Last updated: November 2025
This HIPAA Business Associate Agreement applies when Seranova, operated by HRZ Solutions, LLC DBA Dream Beyond Technologies, LLC, acts as a Business Associate to a Covered Entity under the Health Insurance Portability and Accountability Act and related rules.
1. Definitions
- Covered Entity means the healthcare provider or organization that uses Seranova and is subject to HIPAA.
- Business Associate means HRZ Solutions, LLC DBA Dream Beyond Technologies, LLC, operating Seranova.
- PHI means protected health information as defined by HIPAA.
2. Permitted Uses and Disclosures
- We may use and disclose PHI only as necessary to provide the Seranova services to you as the Covered Entity.
- We may use PHI for proper management, administration, and to meet legal obligations, as allowed by HIPAA.
- We will not use or disclose PHI in any way that would violate HIPAA if you performed the same action.
3. Safeguards and Security
- We implement administrative, physical, and technical safeguards to protect PHI from unauthorized use or disclosure.
- We apply access controls and, where appropriate, encryption for PHI in transit and at rest.
- We ensure that workforce members who handle PHI are trained and bound by confidentiality obligations.
4. Reporting of Breaches and Security Incidents
- We will report any known security incident or breach of unsecured PHI to you without undue delay after discovery.
- We will provide information you reasonably need to comply with your breach notification obligations under HIPAA.
5. Subcontractors
- We require subcontractors that create, receive, maintain, or transmit PHI on our behalf to agree in writing to the same restrictions and safeguards that apply to us.

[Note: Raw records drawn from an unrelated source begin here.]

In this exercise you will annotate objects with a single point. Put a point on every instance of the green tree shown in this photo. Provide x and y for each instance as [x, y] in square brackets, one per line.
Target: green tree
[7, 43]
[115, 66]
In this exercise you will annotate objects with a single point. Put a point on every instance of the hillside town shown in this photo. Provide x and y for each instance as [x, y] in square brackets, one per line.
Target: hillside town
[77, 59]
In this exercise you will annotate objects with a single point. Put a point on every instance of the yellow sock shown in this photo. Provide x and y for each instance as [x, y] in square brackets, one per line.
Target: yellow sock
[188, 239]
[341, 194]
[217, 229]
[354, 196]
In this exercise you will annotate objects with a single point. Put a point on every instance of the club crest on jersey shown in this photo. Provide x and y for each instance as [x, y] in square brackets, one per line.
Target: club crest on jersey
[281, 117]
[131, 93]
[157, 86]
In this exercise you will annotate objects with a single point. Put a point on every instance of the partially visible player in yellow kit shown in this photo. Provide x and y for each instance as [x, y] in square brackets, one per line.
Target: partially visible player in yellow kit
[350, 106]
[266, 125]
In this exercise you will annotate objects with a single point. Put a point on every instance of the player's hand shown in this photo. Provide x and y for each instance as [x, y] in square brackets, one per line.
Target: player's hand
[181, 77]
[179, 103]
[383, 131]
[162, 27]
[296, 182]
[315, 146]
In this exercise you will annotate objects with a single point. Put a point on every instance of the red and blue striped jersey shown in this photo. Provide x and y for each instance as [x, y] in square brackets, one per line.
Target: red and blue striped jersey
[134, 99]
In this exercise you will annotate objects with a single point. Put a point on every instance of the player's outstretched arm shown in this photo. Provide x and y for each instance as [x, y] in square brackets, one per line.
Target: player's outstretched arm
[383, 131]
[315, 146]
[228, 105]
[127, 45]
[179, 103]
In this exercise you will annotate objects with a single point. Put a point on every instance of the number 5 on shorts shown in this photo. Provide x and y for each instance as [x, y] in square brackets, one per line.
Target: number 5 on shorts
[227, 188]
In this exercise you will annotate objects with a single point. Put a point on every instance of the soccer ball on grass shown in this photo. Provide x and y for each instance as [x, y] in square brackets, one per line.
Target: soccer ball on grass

6. Access, Amendment, and Accounting
- When PHI is stored in Seranova, we will help you respond to requests by individuals to access or amend their PHI, as required by HIPAA.
- We will maintain records of disclosures of PHI where needed so you can provide an accounting of disclosures.
7. Term and Termination
- This Agreement remains in effect while we provide services involving PHI to you.
- If the main services agreement ends, this Agreement will also end except for obligations that must continue by law.
- Upon termination, we will return or destroy PHI where feasible, or continue to protect it if destruction is not feasible.
8. Priority of Terms
If there is a conflict between this HIPAA Business Associate Agreement and the main Terms of Service, this Agreement controls with respect to the use and protection of PHI.